Hello I have been tasked with proving the following: [tex]cos(\frac{2 \pi}{5}) = \frac{\sqrt{5} + 1}{4}[/tex] Any hints/idears on how I go about doing that? Sincerely Yours Fred
Start with the unit circle. Then construct a right triangle inside it with one of its angles equal to 2pi/5. From there, use trigonometry and geometry to figure out how to arrive to the answer.
I used Eulers formula [tex]cos(v) = \frac{e^{iv} + e^{-iv}}{2}[/tex] if v = [tex]\frac{2 \pi}{5}[/tex] cos(v) = [tex]\frac{\sqrt{5}-1}{4}[/tex] Is that a wrong approach? /Fred
?? How dou you arrive to that result from euler's formula? From it we just have cos(2pi/5)= (e^(i2pi/5) + e^(-i2pi/5))/2 = cos(2pi/5), because e^(iv)=cos(v)+i sen(v). ??
Using this formula proofs the result doesn't? Cause if I insert the numbers into the formula I get the cos(2pi/5). /Fred
If you plug v=2pi/5 in the following cos(v)=(e^(iv)+e^(-iv))/2 and use then the euler formula you get cos(2pi/5)=cos(2pi/5), not a specific numerical value... How do you arrived to it then? post the steps you have followed.
Sure, I'm sure show the following cos(2 pi / 5) = (sqrt(5) -1)/4 Then I take Eulers formula [tex]cos(v) = \frac{e^{iv} + e^{-iv}}{2}[/tex] and I insert v = (2 pi)/5 into euler which gives (sqrt(5) -1)/4. Thereby cos(2 pi / 5) = (sqrt(5) -1)/4 Is that approach correct? /Fred
If you start with what you are trying to prove as known, then you're not proving nothing. substituting 2pi/5 in the identity your using for cos(v) gives cos(2pi/5)= (e^(i2pi/5)+ e^(-i2pi/5))/2=cos(2pi/5). Which does not give the numerical value you are requested to obtain. You need to evaluate cos(2pi/5) and prove that the result is (sqrt(5)-1)/4. Now, the most elementary way(in which i can think right now) that do this is using the unitary circle and geometry/trigonometry as i mention in my first post.Of course it depends, From what course this problem came? It is likely that you have to use the methods you have learnt from this class. What do yo mean with Gauss proof?

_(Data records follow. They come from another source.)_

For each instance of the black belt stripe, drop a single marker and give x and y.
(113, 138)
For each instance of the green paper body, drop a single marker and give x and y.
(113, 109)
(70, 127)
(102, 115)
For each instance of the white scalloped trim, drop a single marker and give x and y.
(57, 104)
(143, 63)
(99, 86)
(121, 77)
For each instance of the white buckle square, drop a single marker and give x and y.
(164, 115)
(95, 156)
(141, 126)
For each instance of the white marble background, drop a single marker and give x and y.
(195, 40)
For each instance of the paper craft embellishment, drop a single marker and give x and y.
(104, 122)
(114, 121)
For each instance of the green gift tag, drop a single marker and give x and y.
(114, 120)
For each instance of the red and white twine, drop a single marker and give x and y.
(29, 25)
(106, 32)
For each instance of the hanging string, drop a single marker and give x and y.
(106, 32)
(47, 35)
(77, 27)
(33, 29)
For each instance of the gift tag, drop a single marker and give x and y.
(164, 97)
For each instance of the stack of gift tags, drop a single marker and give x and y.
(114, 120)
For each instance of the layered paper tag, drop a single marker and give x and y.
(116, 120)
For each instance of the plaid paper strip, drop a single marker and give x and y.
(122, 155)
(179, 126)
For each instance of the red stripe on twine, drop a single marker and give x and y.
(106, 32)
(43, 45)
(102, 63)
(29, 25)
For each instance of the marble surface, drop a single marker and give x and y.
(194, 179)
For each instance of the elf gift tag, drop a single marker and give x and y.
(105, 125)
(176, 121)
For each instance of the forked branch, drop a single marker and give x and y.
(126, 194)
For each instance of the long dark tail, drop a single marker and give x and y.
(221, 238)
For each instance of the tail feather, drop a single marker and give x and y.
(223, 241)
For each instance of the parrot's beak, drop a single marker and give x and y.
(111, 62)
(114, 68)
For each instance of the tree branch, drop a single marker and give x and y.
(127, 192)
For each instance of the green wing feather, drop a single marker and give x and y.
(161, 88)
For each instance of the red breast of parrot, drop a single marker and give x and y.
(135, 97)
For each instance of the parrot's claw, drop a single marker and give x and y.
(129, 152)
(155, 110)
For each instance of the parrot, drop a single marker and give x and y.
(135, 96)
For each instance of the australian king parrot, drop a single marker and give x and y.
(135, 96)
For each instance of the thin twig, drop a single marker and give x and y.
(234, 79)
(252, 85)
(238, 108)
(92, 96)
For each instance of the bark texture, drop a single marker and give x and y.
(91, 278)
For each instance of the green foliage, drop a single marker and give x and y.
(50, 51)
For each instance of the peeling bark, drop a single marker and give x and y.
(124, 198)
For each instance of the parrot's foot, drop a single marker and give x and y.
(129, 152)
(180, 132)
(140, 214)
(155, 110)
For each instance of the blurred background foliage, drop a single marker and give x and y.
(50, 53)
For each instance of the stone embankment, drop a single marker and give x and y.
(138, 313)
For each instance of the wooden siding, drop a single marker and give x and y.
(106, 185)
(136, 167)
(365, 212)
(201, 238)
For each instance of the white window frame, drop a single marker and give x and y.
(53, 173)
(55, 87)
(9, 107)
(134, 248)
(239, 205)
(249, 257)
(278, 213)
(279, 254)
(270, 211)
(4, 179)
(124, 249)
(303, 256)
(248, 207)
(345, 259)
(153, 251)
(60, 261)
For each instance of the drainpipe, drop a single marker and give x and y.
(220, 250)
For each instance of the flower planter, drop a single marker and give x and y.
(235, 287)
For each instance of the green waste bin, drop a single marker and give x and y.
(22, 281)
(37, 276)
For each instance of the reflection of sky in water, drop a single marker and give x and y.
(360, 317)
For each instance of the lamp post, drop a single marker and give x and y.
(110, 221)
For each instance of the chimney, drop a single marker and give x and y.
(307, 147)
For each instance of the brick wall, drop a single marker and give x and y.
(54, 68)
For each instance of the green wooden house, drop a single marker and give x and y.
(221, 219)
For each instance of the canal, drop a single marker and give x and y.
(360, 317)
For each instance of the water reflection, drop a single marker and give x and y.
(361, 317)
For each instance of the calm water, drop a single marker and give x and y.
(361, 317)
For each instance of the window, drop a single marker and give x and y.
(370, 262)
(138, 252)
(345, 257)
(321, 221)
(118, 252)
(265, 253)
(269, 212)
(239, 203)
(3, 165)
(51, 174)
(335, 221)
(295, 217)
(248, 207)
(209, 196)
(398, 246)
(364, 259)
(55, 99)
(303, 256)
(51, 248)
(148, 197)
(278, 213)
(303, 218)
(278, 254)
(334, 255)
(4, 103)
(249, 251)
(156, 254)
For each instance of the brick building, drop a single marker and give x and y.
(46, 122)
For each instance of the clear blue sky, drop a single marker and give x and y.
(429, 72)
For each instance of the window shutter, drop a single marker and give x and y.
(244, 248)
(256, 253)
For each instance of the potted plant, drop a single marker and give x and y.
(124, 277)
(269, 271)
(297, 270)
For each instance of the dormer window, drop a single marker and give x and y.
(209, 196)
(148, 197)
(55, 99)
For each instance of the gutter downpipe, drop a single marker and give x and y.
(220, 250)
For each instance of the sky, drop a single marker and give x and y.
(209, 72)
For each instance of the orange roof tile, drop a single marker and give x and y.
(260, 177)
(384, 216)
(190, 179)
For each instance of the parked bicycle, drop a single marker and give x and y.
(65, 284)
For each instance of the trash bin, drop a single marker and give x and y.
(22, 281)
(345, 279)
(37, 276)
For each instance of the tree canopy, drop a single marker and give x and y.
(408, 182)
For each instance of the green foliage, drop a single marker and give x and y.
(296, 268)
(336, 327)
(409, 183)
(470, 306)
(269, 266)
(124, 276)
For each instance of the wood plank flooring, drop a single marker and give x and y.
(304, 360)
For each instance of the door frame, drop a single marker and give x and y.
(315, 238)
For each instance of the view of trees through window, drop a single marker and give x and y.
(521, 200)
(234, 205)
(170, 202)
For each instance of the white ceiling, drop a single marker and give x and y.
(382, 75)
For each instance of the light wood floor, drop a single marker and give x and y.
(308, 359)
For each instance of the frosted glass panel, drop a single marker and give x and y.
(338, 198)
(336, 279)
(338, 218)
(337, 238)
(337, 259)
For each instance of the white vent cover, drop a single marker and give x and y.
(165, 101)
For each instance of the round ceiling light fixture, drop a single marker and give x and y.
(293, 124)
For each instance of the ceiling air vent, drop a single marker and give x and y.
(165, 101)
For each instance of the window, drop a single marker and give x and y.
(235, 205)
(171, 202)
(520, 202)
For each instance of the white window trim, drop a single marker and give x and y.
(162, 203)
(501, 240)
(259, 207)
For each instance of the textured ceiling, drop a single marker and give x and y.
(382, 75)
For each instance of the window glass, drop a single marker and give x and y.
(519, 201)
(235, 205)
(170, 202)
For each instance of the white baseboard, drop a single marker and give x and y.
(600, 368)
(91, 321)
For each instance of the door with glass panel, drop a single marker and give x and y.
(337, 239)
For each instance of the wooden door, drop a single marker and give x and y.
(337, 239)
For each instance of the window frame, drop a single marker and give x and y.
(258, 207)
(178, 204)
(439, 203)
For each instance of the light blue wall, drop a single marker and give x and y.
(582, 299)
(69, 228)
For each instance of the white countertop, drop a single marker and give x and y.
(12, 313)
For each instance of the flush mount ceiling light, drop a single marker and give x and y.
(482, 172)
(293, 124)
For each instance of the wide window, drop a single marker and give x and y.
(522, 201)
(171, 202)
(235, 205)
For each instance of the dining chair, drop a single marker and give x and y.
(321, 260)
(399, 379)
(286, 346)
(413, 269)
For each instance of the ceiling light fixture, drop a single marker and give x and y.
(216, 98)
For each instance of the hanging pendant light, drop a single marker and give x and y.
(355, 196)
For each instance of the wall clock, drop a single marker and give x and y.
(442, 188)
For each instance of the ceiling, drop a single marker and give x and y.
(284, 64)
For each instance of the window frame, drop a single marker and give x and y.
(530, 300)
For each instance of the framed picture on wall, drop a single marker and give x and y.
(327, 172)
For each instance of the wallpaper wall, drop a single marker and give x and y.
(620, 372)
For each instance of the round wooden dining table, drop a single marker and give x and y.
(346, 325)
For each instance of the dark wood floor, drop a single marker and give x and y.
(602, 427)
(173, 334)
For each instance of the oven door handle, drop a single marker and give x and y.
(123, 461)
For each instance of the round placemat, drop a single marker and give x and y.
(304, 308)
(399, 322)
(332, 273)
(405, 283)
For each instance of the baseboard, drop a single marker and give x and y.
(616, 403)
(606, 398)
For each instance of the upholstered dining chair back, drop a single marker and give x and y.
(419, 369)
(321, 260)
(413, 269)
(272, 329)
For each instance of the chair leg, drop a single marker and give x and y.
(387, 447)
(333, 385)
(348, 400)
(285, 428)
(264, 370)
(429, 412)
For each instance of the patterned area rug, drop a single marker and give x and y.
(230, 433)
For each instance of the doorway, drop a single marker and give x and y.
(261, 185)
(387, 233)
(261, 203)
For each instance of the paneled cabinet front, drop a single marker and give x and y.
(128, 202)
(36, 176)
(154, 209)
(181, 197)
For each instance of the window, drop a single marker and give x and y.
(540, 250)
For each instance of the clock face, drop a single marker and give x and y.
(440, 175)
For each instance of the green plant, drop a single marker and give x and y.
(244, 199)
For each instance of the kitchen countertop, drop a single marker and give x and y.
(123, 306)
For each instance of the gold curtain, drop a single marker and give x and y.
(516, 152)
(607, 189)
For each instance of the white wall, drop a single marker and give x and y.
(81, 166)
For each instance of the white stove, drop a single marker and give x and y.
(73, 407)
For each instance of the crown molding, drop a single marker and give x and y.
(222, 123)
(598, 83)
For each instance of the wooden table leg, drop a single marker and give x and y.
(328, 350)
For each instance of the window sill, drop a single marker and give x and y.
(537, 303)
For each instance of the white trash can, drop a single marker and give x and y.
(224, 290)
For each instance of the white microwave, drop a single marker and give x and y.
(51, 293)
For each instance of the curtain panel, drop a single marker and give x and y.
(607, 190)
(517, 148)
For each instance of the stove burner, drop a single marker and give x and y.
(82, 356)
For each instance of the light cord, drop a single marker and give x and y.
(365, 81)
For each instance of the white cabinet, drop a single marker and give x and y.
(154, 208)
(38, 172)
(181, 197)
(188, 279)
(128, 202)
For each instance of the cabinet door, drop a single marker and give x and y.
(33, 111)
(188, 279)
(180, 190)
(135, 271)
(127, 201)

You have to draw the corresponding right triangle inside the circle and then use the pythagoras theorem and other trigonometry concepts to solve the problem. If you want a 'faster', 'algebraic' solution you may prefer to use the results/methods presented here http://mathworld.wolfram.com/TrigonometryAnglesPi5.html and here http://mathworld.wolfram.com/Multiple-AngleFormulas.html You just need to figure out which of them are the ones you need to construct your proof. They do it for sin(pi/5), you need to do it for cos(2pi/5).
Sounds suspiciously like homework, but try using the identity: [tex](\cos(x)+i\sin(x))^n=\cos(nx)+i\sin(nx)[/tex] (which you can easily prove by induction). You can then equate the real parts and substitute [tex]1-\cos^2x[/tex] for [tex]\sin^2x[/tex] to get a quintic polinoleum in [tex]\cos(\frac{2\pi}{5})[/tex] which should be easier for you to factorize than it was for Gauss because you already know the answer. You can then throw away all but one solution because they obviously don't fit. By the way if this is illegible it's because it's the first time I've used tex and I can't get it to display in the preview.